Edward M. Swartz, 76
Edward M. Swartz, 76, dies; lawyer was a pioneer on toy safety
Edward M. Swartz, a flamboyant personal injury lawyer and consumer-safety activist whose annual list of the top 10 most dangerous toys helped force parents, government regulators and manufacturers to pay more attention to the hidden perils of playthings, died Sept. 3 of congestive heart failure at his home in Chestnut Hill, Mass. He was 76.
Mr. Swartz took on the multibillion-dollar toy industry each year with his top 10 list, invariably released to widespread media attention at the height of the holiday shopping season.
His targets included a wolverine costume with a "flexi-claw glove," whose four-inch retractable claws endangered young eyeballs; the Cabbage Patch Kids Snacktime Kid doll, which had a habit of chewing on children's hair, leaving bald spots; and the seemingly innocent My Little Wood Wagon, whose slats, he said, could be easily removed, exposing dangerous screws.
"He basically pioneered the whole area of toy safety," consumer-safety advocate Ralph Nader said this week. "He documented it, he litigated it, he advocated for regulatory standards and recalls . . . and he engaged in massive public education."
Toy industry representatives said Mr.
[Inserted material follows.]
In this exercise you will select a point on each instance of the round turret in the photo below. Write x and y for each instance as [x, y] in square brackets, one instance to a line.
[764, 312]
Swartz's toy-safety tactics were simply an effort to drum up business for his law practice. They painted him as a greedy lawyer whose tactics contributed to an avalanche of product liability lawsuits and a growing unwillingness among consumers to accept responsibility for their own actions.
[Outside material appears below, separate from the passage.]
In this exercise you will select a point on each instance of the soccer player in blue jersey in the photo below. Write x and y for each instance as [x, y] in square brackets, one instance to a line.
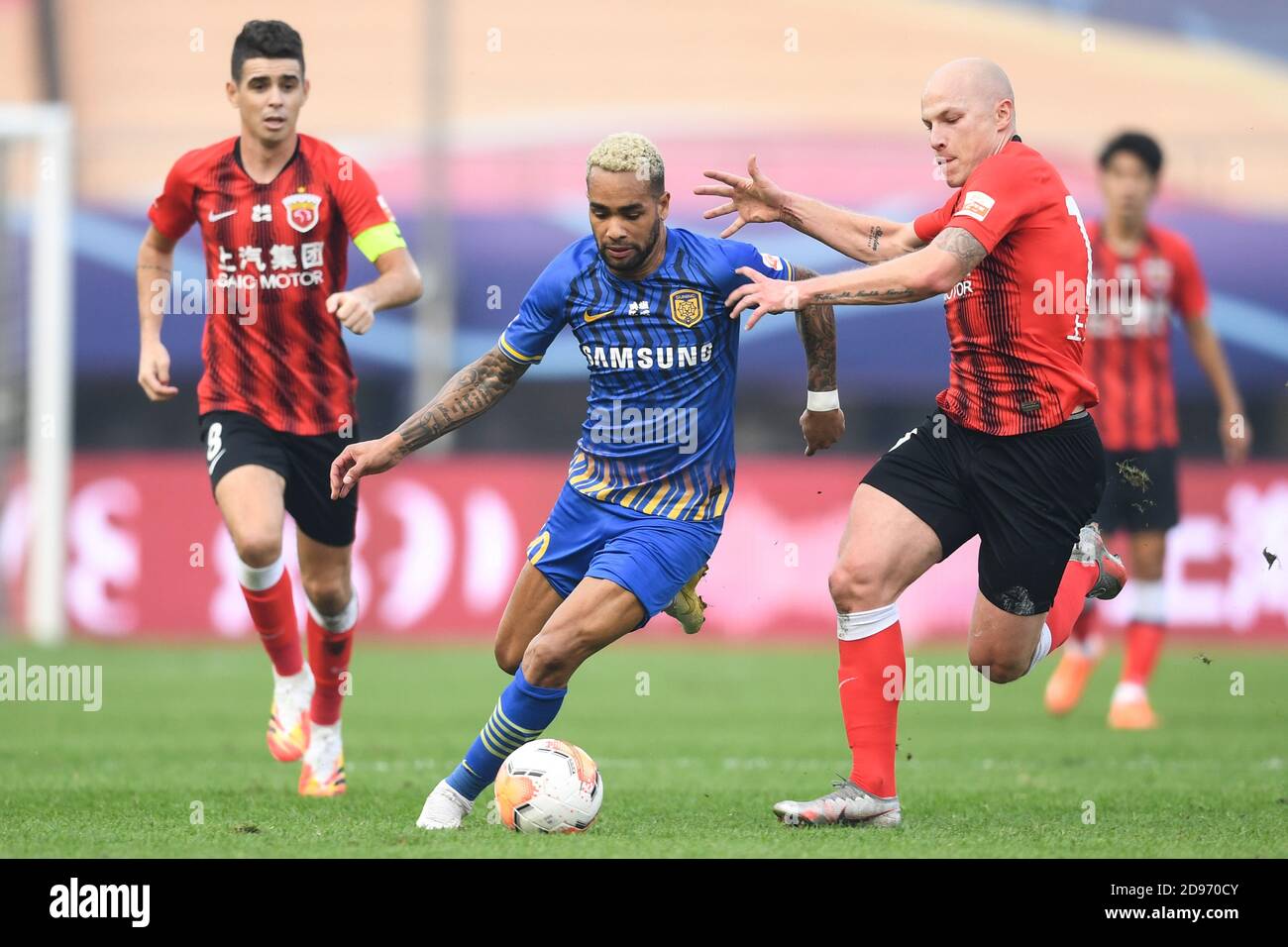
[651, 479]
"It's like saying you should never put a spoon in the hands of a child because he can ram it down his throat," Stephen Schwartz of the toy company Hasbro said in a 1986 interview with The Washington Post.
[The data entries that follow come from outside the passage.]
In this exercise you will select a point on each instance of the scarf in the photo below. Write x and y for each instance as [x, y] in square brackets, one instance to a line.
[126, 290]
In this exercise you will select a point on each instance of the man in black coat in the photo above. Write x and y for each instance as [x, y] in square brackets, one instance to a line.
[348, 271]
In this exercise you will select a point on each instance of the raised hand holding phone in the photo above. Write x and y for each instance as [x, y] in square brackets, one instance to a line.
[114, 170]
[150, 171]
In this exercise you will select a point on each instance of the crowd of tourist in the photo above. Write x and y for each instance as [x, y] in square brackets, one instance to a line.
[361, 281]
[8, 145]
Mr. Swartz launched his career as a national spokesman for toy safety with his 1971 book "Toys That Don't Care," which Washington Post reviewer Myra MacPherson called "a valuable compendium of what not to buy, as well as an angry exposé of how little the government, the toy manufacturers or anyone else is doing to make toys safe."
Known as the "Nader of the Nursery," Mr. Swartz went beyond simple examination of the choking hazards, sharp edges and toxic materials harbored by baby dolls and teddy bears. He highlighted toys' psychological hazards, pointing out that among products marketed to children were fake hypodermic needles emblazoned with the slogan "I'll try anything" and a packet of candy cigarettes picturing a man burning a woman's back with his cigarette.
In 1973, the federal government created the Consumer Product Safety Commission to protect the public from defective merchandise. Mr. Swartz became a dogged critic of the commission, calling its enforcement of toy-safety regulations toothless and ineffective.
In the mid-1980s, he founded the nonprofit World Against Toys Causing Harm and published a second book, "Toys That Kill" (1986). He did not shy from hyperbole. "The object of some of these companies," he said in 1987, "is to turn our playing fields into killing fields."
Mr. Swartz was as successful in the courtroom as he was in the court of public opinion. In the early 1980s, he won $3.1 million from the toy company Fisher-Price, which he sued on behalf of the parents of a 14-month-old child who suffered brain damage after choking on one of the company's Little People figurines.
He found targets outside the toy industry as well. In the early 1970s, he won a $1.4 million verdict for a family whose children were severely burned when their bedding caught fire and melted onto their skin. A decade later, he won a $6.5 million judgment for a family whose son had been paralyzed after diving into a shallow swimming pool -- he argued that the manufacturer was negligent because it had used images of diving children to market the four-foot-deep pool.